A map showing the thermal impacts of a 550-kiloton surface nuclear detonation on Washington, D.C., with weather as of April 22, 2004, published in 2007. International Journal of Health Geographics
Thankfully, the United States has so far dodged the bullet from this particular smoking gun. The Iraq War, for all its terrible and ongoing consequences, was not as catastrophic as World War I. But no one could accuse U.S. politicians, policymakers, or pundits of becoming complacent over the ensuing years. From the rise of China to cyber threats, Americans were constantly reminded of just how perilous their world was.
Over the last decade, of course, warnings about the decline of the international order have emerged as a genre of their own. If some readers can’t imagine U.S. decline, or still take great power peace for granted, it is not for lack of op-eds or airport books telling them otherwise. One struggles to even choose which bestselling Robert Kaplan title to cite as an example: The Coming Anarchy: Shattering the Dreams of the Post Cold War? or Waste Land: A World in Permanent Crisis? or perhaps The Tragic Mind: Fear, Fate, and the Burden of Power.

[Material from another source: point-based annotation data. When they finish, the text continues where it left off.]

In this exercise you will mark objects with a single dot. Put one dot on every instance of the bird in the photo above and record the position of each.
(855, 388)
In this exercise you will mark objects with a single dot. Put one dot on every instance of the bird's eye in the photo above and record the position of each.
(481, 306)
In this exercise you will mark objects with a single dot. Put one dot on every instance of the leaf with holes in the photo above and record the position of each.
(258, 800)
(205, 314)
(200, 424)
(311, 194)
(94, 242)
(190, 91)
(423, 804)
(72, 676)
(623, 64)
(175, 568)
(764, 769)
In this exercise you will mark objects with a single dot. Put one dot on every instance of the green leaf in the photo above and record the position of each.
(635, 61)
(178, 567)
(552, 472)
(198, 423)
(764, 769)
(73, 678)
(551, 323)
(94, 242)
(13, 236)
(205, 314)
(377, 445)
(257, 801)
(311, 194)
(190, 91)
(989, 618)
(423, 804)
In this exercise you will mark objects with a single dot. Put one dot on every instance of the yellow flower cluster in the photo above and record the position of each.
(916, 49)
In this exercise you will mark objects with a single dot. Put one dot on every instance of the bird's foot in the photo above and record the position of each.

To be clear, complacency and fearmongering can coexist. Some alarmism is justified, and there are certainly people who have remained maddeningly complacent, or deliberately oblivious to the dangers mounting around them. But diagnosing complacency as the cardinal sin of the modern United States only gets us so far.
Not everyone will respond the same way, or the right way, when you sound the alarm. Leaders will perceive different threats, and countries can overreact and underreact at the same time. Since February 2022, some commentators have warned that Washington’s support for Ukraine risks nuclear war. Others have warned that by withholding support, Washington is risking the future of the global order.
The true tragedy of geopolitics is that even having a finely honed sense of tragedy may not enough to escape it. Policymakers should certainly navigate the threats they face with humility, and we should all fight the temptation to be small, obtrusive, and self-important. But no one should be so complacent as to think that this alone will keep our fragile world from falling apart.